Crítica | A Empregada
A Empregada confirma que ainda há enorme apetite do público por thrillers psicológicos construídos a partir de reviravoltas constantes, exagero calculado e personagens femininas em permanente estado de confronto. A adaptação do best-seller de Freida McFadden, dirigida por Paul Feig, assume desde o início que não pretende ser um suspense contido ou realista, mas sim um melodrama acelerado, quase operístico, que bebe diretamente da fonte dos thrillers femininos dos anos 90 e do cinema de histeria elegante que marcou clássicos como “O Que Aconteceu com Baby Jane?” e “A Mão que Balança o Berço”.
A narrativa acompanha Millie Calloway, vivida por Sydney Sweeney, uma jovem desesperada por recomeçar a vida após um passado traumático e uma passagem pela prisão. A oportunidade surge quando ela é contratada como empregada doméstica para trabalhar na mansão isolada de Nina Winchester e seu marido Andrew. O que inicialmente parece um emprego salvador rapidamente se transforma em um pesadelo psicológico, à medida que Nina, interpretada por Amanda Seyfried, revela um comportamento instável, controlador e cada vez mais perturbador. A inversão do clichê é imediata, pois não é a funcionária que aparenta ser a ameaça, mas a patroa, embora o filme faça questão de nunca permitir que o espectador se acomode nessa leitura.
O grande trunfo de “A Empregada” está justamente em sua recusa em estabilizar os papéis morais. Feig e a roteirista Rebecca Sonnenshine estruturam a trama como um jogo de espelhos, no qual cada revelação reposiciona o olhar do público e redefine as alianças emocionais. Todos os personagens carregam segredos, e o filme se alimenta da sensação constante de que aquilo que se vê nunca é a história completa. Essa sucessão de reviravoltas beira o absurdo em diversos momentos, mas essa é uma escolha consciente, que transforma o longa em uma experiência vertiginosa e assumidamente exagerada.

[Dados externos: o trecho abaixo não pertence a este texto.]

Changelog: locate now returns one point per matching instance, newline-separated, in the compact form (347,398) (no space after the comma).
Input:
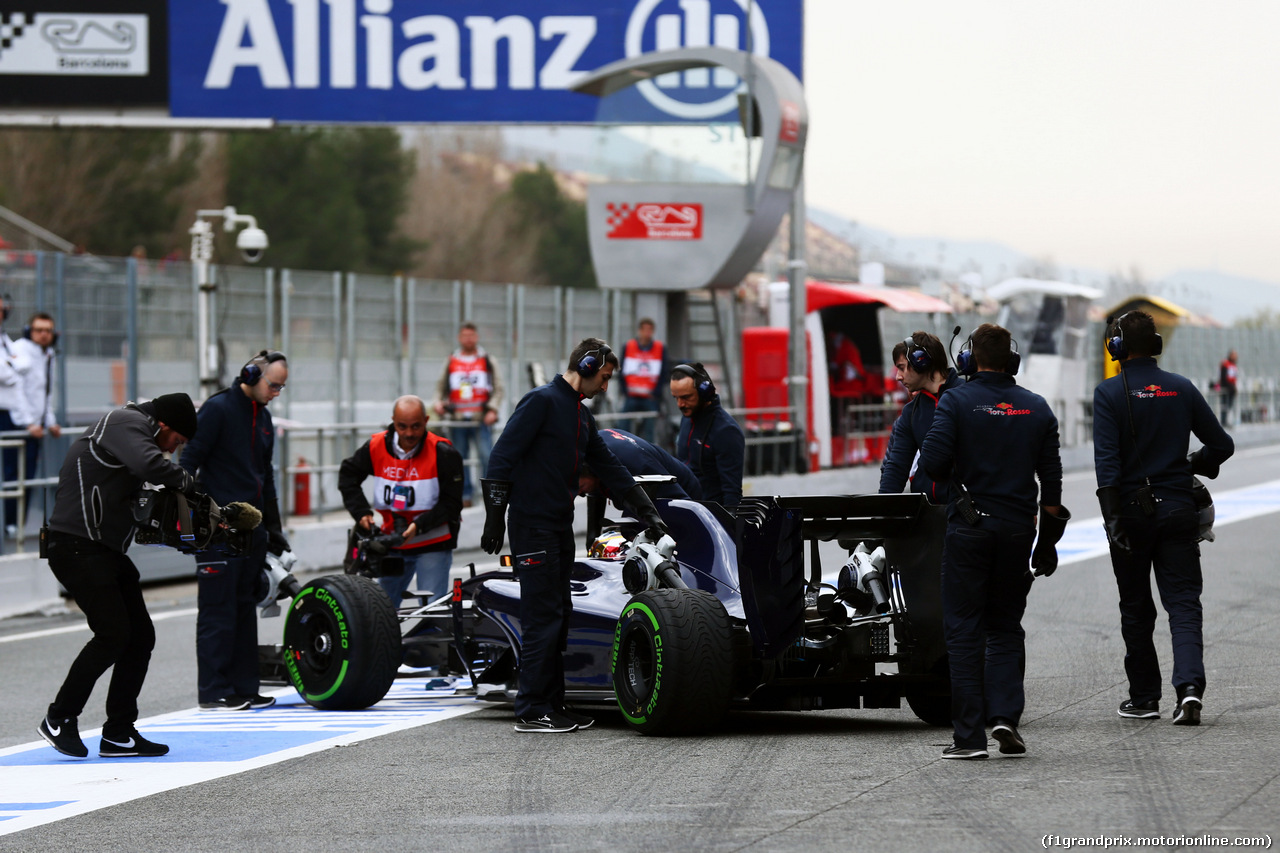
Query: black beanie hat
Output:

Visualmente, o filme explora com ironia o luxo opulento da mansão dos Winchester, um espaço que parece saído de um catálogo de decoração sofisticada, mas que esconde um núcleo de desordem e violência emocional. A estética remete ao universo confortável e ensolarado de produções ao estilo Nancy Meyers, porém contaminado por uma atmosfera de ameaça permanente. Essa contradição entre beleza e toxicidade reforça o caráter quase satírico do filme, que flerta o tempo todo com o ridículo sem nunca abandonar completamente o suspense.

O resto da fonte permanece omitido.